Plymouth Industrial REIT, Inc. (NYSE:PLYM) Q4 2023 Earnings Call Transcript

Nick Thillman : Maybe touching a little bit more on kind of your markets in the Golden Triangle in the onshore and near-shoring trends. Does this change the type of product that you’re willing to own? Like I know like 25% has some part of like manufacturing. Is that a product type that you guys would like to own more of going forward? Or is that included in like this acquisition pipeline? Or are you more looking at the distribution, like supporting these types of onshoring and these facilities kind of coming back to the States?

Jeff Witherell: Nick, it’s kind of the same story. We’re not really making a pivot, if you will. So our — the buildings we own are rectangles, right? They’re very utilitarian. And so the manufacturing that you can do in them is conducive to warehousing and other things. So as you know, there’s a variety of type of buildings. Some are more conducive with cross dock for high throughput distribution. A lot of our buildings are warehousing. They’re not logistics centers, which is a little different. And so it really just depends on the property that’s in front of us, the opportunity that’s in front of us. So we want to make money on each building we buy, as you know. So what we’re not going to do is we’re not going to own pure manufacturing facilities, right, buildings that are specifically built for manufacturing, because that limits its use, right?
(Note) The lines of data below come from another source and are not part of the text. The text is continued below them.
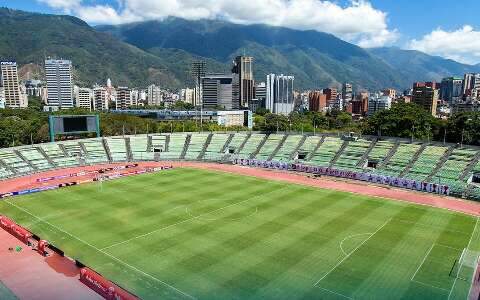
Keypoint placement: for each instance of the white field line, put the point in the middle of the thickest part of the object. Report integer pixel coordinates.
(431, 226)
(468, 245)
(349, 237)
(103, 252)
(353, 251)
(333, 292)
(429, 285)
(215, 219)
(423, 261)
(187, 220)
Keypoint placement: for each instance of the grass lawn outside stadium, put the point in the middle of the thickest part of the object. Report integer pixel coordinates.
(190, 233)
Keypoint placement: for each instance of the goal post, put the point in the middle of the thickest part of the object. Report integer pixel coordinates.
(465, 266)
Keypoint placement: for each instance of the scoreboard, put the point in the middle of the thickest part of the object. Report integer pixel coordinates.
(66, 125)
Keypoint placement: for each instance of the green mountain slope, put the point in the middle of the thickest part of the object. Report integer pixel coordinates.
(30, 37)
(316, 59)
(418, 66)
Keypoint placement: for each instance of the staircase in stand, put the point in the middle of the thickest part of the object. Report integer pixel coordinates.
(129, 149)
(8, 167)
(339, 153)
(389, 155)
(311, 154)
(19, 154)
(227, 143)
(280, 145)
(470, 166)
(44, 154)
(243, 143)
(365, 155)
(300, 144)
(107, 149)
(440, 163)
(262, 142)
(149, 143)
(205, 146)
(185, 146)
(413, 161)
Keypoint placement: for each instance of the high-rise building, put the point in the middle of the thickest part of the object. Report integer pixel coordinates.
(154, 95)
(11, 89)
(390, 93)
(317, 101)
(378, 103)
(123, 100)
(451, 90)
(59, 83)
(280, 98)
(243, 83)
(261, 93)
(331, 94)
(100, 98)
(217, 92)
(425, 94)
(84, 98)
(471, 85)
(347, 92)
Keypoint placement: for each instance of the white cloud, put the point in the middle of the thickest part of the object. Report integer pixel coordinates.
(358, 22)
(462, 45)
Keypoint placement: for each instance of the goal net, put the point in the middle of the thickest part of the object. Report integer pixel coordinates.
(465, 266)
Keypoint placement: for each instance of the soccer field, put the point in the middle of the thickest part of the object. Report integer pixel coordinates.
(189, 233)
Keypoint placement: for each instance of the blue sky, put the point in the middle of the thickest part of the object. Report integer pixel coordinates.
(443, 28)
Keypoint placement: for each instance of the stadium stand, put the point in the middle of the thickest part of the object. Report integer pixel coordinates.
(118, 148)
(216, 148)
(436, 163)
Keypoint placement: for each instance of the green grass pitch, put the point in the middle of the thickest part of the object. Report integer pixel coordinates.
(188, 233)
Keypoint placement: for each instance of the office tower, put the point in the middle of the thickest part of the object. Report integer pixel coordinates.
(331, 94)
(347, 92)
(425, 94)
(59, 83)
(217, 92)
(198, 70)
(154, 95)
(377, 103)
(84, 98)
(9, 80)
(471, 85)
(451, 90)
(100, 98)
(317, 101)
(243, 83)
(280, 94)
(390, 93)
(123, 100)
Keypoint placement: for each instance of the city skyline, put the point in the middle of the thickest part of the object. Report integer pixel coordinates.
(428, 28)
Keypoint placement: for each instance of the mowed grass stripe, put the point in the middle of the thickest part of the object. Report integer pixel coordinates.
(276, 253)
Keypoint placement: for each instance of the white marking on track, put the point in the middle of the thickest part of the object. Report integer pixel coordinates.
(468, 245)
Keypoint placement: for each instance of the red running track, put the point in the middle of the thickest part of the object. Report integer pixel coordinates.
(352, 186)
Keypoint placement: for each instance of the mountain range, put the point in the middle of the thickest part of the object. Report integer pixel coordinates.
(161, 52)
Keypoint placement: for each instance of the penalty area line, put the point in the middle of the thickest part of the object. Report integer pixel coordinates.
(353, 251)
(103, 252)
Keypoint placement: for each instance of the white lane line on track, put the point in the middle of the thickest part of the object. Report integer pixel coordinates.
(468, 245)
(103, 252)
(353, 251)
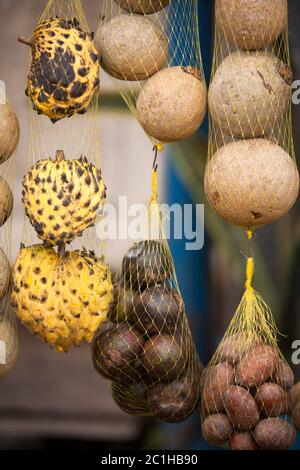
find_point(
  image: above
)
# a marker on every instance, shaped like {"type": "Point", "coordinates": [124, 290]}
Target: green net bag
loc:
{"type": "Point", "coordinates": [251, 177]}
{"type": "Point", "coordinates": [9, 138]}
{"type": "Point", "coordinates": [246, 387]}
{"type": "Point", "coordinates": [160, 76]}
{"type": "Point", "coordinates": [62, 287]}
{"type": "Point", "coordinates": [147, 351]}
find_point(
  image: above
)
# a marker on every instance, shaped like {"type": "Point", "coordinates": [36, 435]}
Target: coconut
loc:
{"type": "Point", "coordinates": [131, 47]}
{"type": "Point", "coordinates": [9, 132]}
{"type": "Point", "coordinates": [251, 24]}
{"type": "Point", "coordinates": [6, 201]}
{"type": "Point", "coordinates": [249, 94]}
{"type": "Point", "coordinates": [251, 183]}
{"type": "Point", "coordinates": [9, 348]}
{"type": "Point", "coordinates": [5, 274]}
{"type": "Point", "coordinates": [143, 7]}
{"type": "Point", "coordinates": [171, 105]}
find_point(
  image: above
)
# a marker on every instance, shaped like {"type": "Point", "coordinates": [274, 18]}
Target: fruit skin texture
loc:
{"type": "Point", "coordinates": [6, 201]}
{"type": "Point", "coordinates": [62, 198]}
{"type": "Point", "coordinates": [251, 24]}
{"type": "Point", "coordinates": [158, 310]}
{"type": "Point", "coordinates": [218, 379]}
{"type": "Point", "coordinates": [173, 402]}
{"type": "Point", "coordinates": [62, 299]}
{"type": "Point", "coordinates": [131, 47]}
{"type": "Point", "coordinates": [241, 408]}
{"type": "Point", "coordinates": [64, 71]}
{"type": "Point", "coordinates": [143, 7]}
{"type": "Point", "coordinates": [164, 357]}
{"type": "Point", "coordinates": [115, 353]}
{"type": "Point", "coordinates": [217, 429]}
{"type": "Point", "coordinates": [249, 94]}
{"type": "Point", "coordinates": [171, 106]}
{"type": "Point", "coordinates": [146, 263]}
{"type": "Point", "coordinates": [5, 274]}
{"type": "Point", "coordinates": [9, 132]}
{"type": "Point", "coordinates": [9, 334]}
{"type": "Point", "coordinates": [257, 366]}
{"type": "Point", "coordinates": [243, 441]}
{"type": "Point", "coordinates": [274, 434]}
{"type": "Point", "coordinates": [271, 399]}
{"type": "Point", "coordinates": [251, 183]}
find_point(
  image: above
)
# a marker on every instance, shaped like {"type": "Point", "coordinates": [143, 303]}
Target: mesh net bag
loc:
{"type": "Point", "coordinates": [9, 137]}
{"type": "Point", "coordinates": [246, 388]}
{"type": "Point", "coordinates": [146, 350]}
{"type": "Point", "coordinates": [152, 52]}
{"type": "Point", "coordinates": [251, 176]}
{"type": "Point", "coordinates": [62, 288]}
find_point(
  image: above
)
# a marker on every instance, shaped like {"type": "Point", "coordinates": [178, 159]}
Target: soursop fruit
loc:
{"type": "Point", "coordinates": [62, 197]}
{"type": "Point", "coordinates": [63, 298]}
{"type": "Point", "coordinates": [64, 71]}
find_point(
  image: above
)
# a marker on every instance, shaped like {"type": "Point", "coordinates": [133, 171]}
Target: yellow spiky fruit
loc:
{"type": "Point", "coordinates": [62, 197]}
{"type": "Point", "coordinates": [61, 298]}
{"type": "Point", "coordinates": [64, 71]}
So what we are interested in — and I think you can see this in Memphis and Jackson, Tennessee, where Ford has set up Blue Oval City. It’s — we’re not going to benefit from Ford’s manufacturing facilities, but we are going to benefit from all the ancillary services that are provided to Ford. So that build out is — we own a large facility in Jacksonville with additional land — I’m sorry, Jackson, not Jacksonville, Jackson, Tennessee. And we’re starting to see some benefits in Jackson as well. So it runs the course.

Nick Thillman : That’s helpful. And then maybe as we’re looking at deployment here in 2024, based on like development versus acquisitions, are you seeing more opportunity in one bucket or the other? And maybe what markets are most interesting today?

Jeff Witherell: So from our standpoint, we’re not seeing a lot of development activity. We continue to have a full array of build-to-suit across our properties. So we’ve got packages out on every piece of vacant land. So we certainly will entertain a build-to-suit at the right yield. I think we’ve proven out that we can build buildings on budget and on time. So I think development will really just be driven by a build-to-suit scenario. So acquisitions are really the key. And again, really within our markets, we’re seeing opportunities start to percolate across all of our markets. So again, as I sit here today, I don’t think we would say, well, we’re not going to buy here, but we will buy there. It’s really just going to be driven by the opportunity set.

And the variety of deals that are out there are really starting to open up. I mean, there’s value add. You’ve got some short-term WALTs. You’ve got some long-term product that’s now priced right. So the world has changed. And we’re looking forward to the opportunities coming up here at the end of this year and into ’25.

Nick Thillman : That’s helpful, Jeff. And then maybe last one for me. Anthony, any changes — or maybe give us an update on what the tenant watch list is? And then what is kind of baked in for bad debt expectations for the same-store guide this year?

Anthony Saladino: Certainly. The assumption is about 25 bps in guidance in ‘23. I think we realized about maybe 12 bps. The watch list hasn’t materially changed in terms of its composition or size. There’s a handful of tenants. There’s been a trade out of 1 or 2. But if all of those did not come to fruition, we’re talking about less than 10 bps in terms of a write-off.

Operator: And our next question is from Mitch Germain from Citizens JMP.

Mitch Germain: Thanks again for all of the information last night. Jeff, you talk a lot about onshoring trends in the Golden Triangle. I’m curious if you’re seeing how this is having an impact on demand in your leasing pipeline?

Jeff Witherell: As we sit here today, I would say results have been limited as to “we’ve leased to this company based on onshoring.” But if we go back over the last 2 years, especially in Atlanta, we had quite a bit of activity on the new building that we — the 2 buildings that we built that are now fully leased. We had quite a bit of activity with foreign companies that are manufacturing oriented, I’d say light manufacturing oriented. So we had quite a few RFPs out on foreign companies. We had one from Belgium and a few other ones that we’re interested in setting up shop. And that part of Atlanta is a magnet for light manufacturing opportunities. I think you know the American Nitrile story in Grove City, Ohio. That was quite a few years back, and we leased that up to a nitrile, basically a latex glove manufacturer, the first one in the United States in 50 years.

So we’ve seen it, and we’re starting to see more of that. I know in Chicago we’re starting to see some of it. But to say that we’ve leased a building to this particular company, I don’t think it hasn’t — has happened in our portfolio yet.

Mitch Germain: Great. That’s super helpful. You mentioned dispositions. I know, obviously, Jersey was a market where you didn’t really have much size and scale. Is there any sort of region that stands out to you as one that might have properties that you’re looking to queue up for a disposition?